Comprendre le rapport entre nature et culture n’est pas un exercice abstrait réservé aux cours de philosophie. Cela modifie notre façon de parler du vivant, de juger les comportements humains et de consommer. Dire qu’un choix est « naturel » peut rassurer, mais ce mot mérite toujours d’être interrogé : naturel par rapport à quoi, à qui, à quelle époque, à quelle pratique ? La formule semble neutre, pourtant elle contient souvent une prise de position.
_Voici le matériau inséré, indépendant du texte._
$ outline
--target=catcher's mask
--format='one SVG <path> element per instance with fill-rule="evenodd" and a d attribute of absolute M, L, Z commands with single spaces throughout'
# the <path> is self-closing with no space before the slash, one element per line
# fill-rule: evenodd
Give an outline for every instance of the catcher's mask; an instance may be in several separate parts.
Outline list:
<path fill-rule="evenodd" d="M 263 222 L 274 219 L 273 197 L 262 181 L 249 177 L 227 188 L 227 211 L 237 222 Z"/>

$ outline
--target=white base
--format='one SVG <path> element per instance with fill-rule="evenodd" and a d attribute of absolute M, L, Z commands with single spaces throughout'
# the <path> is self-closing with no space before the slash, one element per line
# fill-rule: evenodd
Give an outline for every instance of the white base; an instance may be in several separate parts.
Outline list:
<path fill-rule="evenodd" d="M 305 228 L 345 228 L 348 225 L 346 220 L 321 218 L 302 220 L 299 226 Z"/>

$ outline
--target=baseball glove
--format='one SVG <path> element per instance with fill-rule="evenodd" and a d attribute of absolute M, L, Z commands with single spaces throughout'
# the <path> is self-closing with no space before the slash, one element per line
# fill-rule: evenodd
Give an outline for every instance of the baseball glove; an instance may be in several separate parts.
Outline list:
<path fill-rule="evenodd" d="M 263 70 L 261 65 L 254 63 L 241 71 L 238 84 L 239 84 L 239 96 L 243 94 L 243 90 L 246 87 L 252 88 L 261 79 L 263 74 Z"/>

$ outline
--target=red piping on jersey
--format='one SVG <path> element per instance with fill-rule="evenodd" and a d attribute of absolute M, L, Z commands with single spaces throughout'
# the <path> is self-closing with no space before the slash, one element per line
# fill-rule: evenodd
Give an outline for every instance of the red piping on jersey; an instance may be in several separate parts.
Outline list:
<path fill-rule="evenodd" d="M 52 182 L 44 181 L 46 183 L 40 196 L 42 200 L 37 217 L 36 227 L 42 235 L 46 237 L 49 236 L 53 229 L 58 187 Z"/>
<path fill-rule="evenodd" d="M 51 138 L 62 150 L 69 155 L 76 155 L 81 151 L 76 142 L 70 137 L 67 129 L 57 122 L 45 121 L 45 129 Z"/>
Dans l’éducation, cette distinction aide à ne pas confondre différences biologiques et inégalités sociales. Dans l’écologie, elle rappelle que les humains ne sont pas au-dessus des milieux qu’ils transforment. Dans la consommation, elle invite à regarder au-delà des slogans : origine des produits, méthode de culture, labels, cohérence de l’histoire, qualité de l’accueil et transparence des informations. À chaque fois, la notion sert de filtre pour lire plus juste.

La meilleure approche consiste donc à ne pas choisir entre nature et culture comme entre deux camps. La culture transforme la nature, mais elle dépend d’elle. La nature nous précède, mais nous la percevons toujours à travers des mots, des usages, des techniques et des valeurs. C’est précisément dans cet entrelacement que la formule prend son sens : elle permet de penser à la fois l’humain, le vivant, les sociétés et les pratiques quotidiennes, sans simplifier ce qui demande nuance et précision.